Our AI experts above may be the first step on this journey – without having even selected a product, we might express interests by making an active choice on which persona we’d prefer to interact with. This immediately provides a reference on priorities, lifestyle, demographic, and potentially cross or upsell opportunities.
We also see this personalisation as playing out via the chat experience in real time. See the example below: two users with two very different goals implicit in their initial queries – across language, tone and content.
What’s critical is that an agentic assistant is able to adjust its persona, intent and tool usage to meet the user where they’re at in the moment. This may mean (within guardrails) rewriting or adjusting some of its system prompts, avoiding upselling or suggesting alternatives where customers display transaction-focused behaviour, or vice versa where they appear more open to exploration.
What this example helps us recognise is the importance of having a flexible underlying infrastructure, from the initial intent recognition, to API definitions and product search. Product search must also expand across both structured categories (e.g. calories, price) and unstructured qualities (e.g. authenticity).

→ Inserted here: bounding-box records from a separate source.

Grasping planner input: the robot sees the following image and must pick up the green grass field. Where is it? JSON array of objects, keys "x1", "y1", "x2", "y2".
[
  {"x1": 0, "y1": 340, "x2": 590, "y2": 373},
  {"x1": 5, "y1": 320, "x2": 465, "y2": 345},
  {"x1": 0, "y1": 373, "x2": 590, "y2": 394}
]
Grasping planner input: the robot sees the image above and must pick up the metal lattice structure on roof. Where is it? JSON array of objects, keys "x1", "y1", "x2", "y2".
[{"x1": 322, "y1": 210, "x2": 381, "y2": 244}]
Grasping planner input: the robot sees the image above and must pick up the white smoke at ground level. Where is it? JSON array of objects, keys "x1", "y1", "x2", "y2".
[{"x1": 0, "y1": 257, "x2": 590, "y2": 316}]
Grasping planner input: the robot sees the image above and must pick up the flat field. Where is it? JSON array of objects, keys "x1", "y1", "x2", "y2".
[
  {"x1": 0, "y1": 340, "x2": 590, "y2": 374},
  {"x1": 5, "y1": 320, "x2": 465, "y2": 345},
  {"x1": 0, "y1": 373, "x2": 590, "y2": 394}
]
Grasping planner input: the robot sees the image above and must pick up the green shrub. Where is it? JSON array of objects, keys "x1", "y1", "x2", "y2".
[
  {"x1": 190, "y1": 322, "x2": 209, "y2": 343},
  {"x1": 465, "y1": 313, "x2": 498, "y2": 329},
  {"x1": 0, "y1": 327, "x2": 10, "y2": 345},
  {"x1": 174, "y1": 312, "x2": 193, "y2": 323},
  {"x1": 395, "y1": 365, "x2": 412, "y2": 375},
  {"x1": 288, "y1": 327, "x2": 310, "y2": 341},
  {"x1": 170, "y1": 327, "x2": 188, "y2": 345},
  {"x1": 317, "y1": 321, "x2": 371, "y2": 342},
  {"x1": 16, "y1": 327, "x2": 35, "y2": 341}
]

These are the data and infrastructure foundations of a flexible agentic experience that need to be developed today.
Building for the Next Generation: What Retailers Need to Do Now
Enabling these kinds of ideas requires building agent-friendly and extensible underlying infrastructure. See our previous piece on what makes for good “agent-experience” or AX.
Agentic commerce represents a generational shift in user behaviour, expectation and value accrual will follow those that meet user expectations – with genuinely helpful trusted digital assistants that understands them and their needs, in the moment.
Mantel’s recommendation is to plan for next gen agentic commerce even while building your first MVP, and to consider pushing the boundaries of this initial release in order to leapfrog your competitors, who are likely to release a sea of helpful but generic chatbots.
FAQ’s
What is the difference between a chatbot and an agentic commerce experience? A chatbot responds to queries with pre-defined or AI-generated answers. An agentic commerce experience uses AI agents that autonomously use tools (searching catalogues, comparing prices, checking stock, and completing purchases) with minimal user friction. The key difference is agency: agentic systems act, not just respond.
What does “on-canvas” vs “off-canvas” AI mean in retail? On-canvas AI refers to proprietary AI experiences embedded within a retailer’s own website or app. Off-canvas AI refers to third-party assistants like ChatGPT or Claude that shoppers use independently to research and make purchase decisions. Both channels require investment, but serve different roles in the customer journey.
How should retailers prepare for gen 2 agentic commerce? Retailers should invest in agent-friendly infrastructure today: structured and unstructured product search, flexible APIs, authenticated personalisation, and modular system prompt architectures that can adapt to different user intents. Building this foundation now prevents costly retrofitting later.
Are multi-expert AI agents better for conversion? Early research suggests yes – exposing shoppers to multiple expert AI perspectives (e.g. a performance-focused vs value-focused camera advisor) increases confidence in purchase decisions and perceived decision quality. This model is particularly effective for high-consideration purchases with complex decision criteria.
Which industries benefit most from agentic commerce? While agentic commerce applies broadly, it delivers the most value in categories with complex decision criteria or high purchase anxiety – technology retail, insurance, financial products, vehicles, energy, utilities, and health. Any category where a trusted human expert would historically have added value is a strong candidate.